当培养来自HIV感染者的免疫细胞时,研究人员发现抗炎药物托法替尼(tofacitinib)和鲁索替尼(ruxolitinib)可阻断被感染的细胞产生HIV,从而将这种病毒传播给邻近的细胞,并清除这种病毒库。相关研究结果于2017年12月21日发表在PLoS Pathogens期刊上,论文标题为“Novel mechanisms to inhibit HIV reservoir seeding using Jak inhibitors”。
作者: ipsvirus 时间: 2017-12-26 20:34 Novel mechanisms to inhibit HIV reservoir seeding using Jak inhibitors
Christina Gavegnano , Jessica H. Brehm , Franck P. Dupuy , Aarthi Talla, Susan Pereira Ribeiro, Deanna A. Kulpa, Cheryl Cameron, Stephanie Santos, Selwyn J. Hurwitz, Vincent C. Marconi, Jean-Pierre Routy, Laurent Sabbagh, Raymond F. Schinazi , Rafick Pierre Sékaly
Despite advances in the treatment of HIV infection with ART, elucidating strategies to overcome HIV persistence, including blockade of viral reservoir establishment, maintenance, and expansion, remains a challenge. T cell homeostasis is a major driver of HIV persistence.
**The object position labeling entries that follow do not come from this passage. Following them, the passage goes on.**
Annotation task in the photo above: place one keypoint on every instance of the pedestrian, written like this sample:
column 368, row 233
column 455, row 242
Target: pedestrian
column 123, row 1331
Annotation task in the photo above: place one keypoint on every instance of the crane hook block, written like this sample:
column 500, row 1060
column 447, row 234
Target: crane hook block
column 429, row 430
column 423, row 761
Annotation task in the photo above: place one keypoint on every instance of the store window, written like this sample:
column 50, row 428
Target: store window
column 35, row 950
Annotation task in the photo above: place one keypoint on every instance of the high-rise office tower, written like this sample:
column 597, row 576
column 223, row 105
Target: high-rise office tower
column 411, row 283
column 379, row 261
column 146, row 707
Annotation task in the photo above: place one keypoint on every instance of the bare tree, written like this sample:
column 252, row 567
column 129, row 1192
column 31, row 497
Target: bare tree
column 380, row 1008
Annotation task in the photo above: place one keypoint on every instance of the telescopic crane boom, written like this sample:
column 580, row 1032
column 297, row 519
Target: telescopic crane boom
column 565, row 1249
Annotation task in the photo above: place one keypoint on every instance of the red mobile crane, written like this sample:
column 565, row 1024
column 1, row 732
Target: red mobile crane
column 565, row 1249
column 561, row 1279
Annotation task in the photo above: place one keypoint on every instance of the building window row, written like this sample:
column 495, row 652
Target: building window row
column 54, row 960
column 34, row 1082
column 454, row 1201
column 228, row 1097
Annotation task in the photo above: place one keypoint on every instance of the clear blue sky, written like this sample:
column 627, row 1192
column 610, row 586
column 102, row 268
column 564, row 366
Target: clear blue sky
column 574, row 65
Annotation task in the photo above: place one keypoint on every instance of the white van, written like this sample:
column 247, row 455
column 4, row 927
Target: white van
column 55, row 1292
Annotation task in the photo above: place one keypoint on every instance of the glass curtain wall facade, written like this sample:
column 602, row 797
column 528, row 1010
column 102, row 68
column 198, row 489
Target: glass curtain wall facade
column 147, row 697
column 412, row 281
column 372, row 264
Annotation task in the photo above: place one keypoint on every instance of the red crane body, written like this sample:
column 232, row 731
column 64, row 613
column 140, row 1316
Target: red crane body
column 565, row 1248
Cytokines involved in regulating homeostasis of memory T cells, the major hub of the HIV reservoir, trigger the Jak-STAT pathway. We evaluated the ability of tofacitinib and ruxolitinib, two FDA-approved Jak inhibitors, to block seeding and maintenance of the HIV reservoir in vitro. We provide direct demonstration for involvement of the Jak-STAT pathway in HIV persistence in vivo, ex vivo, and in vitro; pSTAT5 strongly correlates with increased levels of integrated viral DNA in vivo, and in vitro Jak inhibitors reduce the frequency of CD4+ T cells harboring integrated HIV DNA. We show that Jak inhibitors block viral production from infected cells, inhibit γ-C receptor cytokine (IL-15)-induced viral reactivation from latent stores thereby preventing transmission of infectious particles to bystander activated T cells. These results show that dysregulation of the Jak-STAT pathway is associated with viral persistence in vivo, and that Jak inhibitors target key events downstream of γ-C cytokine (IL-2, IL-7 and IL-15) ligation to their receptors, impacting the magnitude of the HIV reservoir in all memory CD4 T cell subsets in vitro and ex vivo. Jak inhibitors represent a therapeutic modality to prevent key events of T cell activation that regulate HIV persistence and together, specific, potent blockade of these events may be integrated to future curative strategies.